"Policja! Ukradł mi kota"
Życie codzienne mieszkańców bloku przy ulicy Pszczyńskiej może zaskakiwać. Tym razem poszło o… kota.
We wtorek, około godziny 13:00, do Komendy Miejskiej Policji dotarło zgłoszenie o kradzieży, jaka miała miejsce w bloku przy ulicy Pszczyńskiej. Policyjny patrol udał się na miejsce, gdzie okazało się, że przedmiotem kradzieży był.. kot, którego sąsiad miał zabrać sąsiadce. Jest też możliwe, że kot, jak to kot sam zmienił miejsce pobytu nie pytając nikogo o pozwolenie.

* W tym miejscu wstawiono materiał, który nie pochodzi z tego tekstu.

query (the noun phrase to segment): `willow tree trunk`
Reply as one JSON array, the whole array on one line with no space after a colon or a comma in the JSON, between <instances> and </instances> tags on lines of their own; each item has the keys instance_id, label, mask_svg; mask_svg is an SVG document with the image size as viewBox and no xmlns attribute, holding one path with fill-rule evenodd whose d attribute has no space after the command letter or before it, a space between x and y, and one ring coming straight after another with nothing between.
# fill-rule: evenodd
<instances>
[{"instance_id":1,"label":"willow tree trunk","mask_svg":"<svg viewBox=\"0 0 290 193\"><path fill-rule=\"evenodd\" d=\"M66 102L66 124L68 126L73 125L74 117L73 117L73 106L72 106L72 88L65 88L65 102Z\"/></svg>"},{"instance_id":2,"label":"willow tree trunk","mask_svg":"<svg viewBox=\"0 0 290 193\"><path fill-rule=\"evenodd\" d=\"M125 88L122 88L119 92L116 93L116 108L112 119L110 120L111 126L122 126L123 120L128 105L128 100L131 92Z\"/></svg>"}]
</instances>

W obecności funkcjonariuszy strony konfliktu doszły do porozumienia. Życie i zdrowie kota nie było zagrożone.
Ciekawe czy smakowała zupa temu Panu z kota.
Na Pszczyńskiej ale niższe numery. Lata temu był Pan co robił kiełbasę z kotów i psów a sprzedawał jako z nutrii.No ale to było z 40 lat temu. A wtedy był już wiekowy. To jednak chyba nie on.
Na Krakowskiej jak prochy się sypały, tak sypią się nadal, ćpuny, a policja szuka kota, który czuje wiosnę. Takie rzyeczy tylko w Jastrzębiu. Szkoda, że Bareja nie żyje, dostałby Oskara za film, gdzie scenariusz pisze życie tego grajdoła, tu bije moje serce, a miasto rozwija skrzydła.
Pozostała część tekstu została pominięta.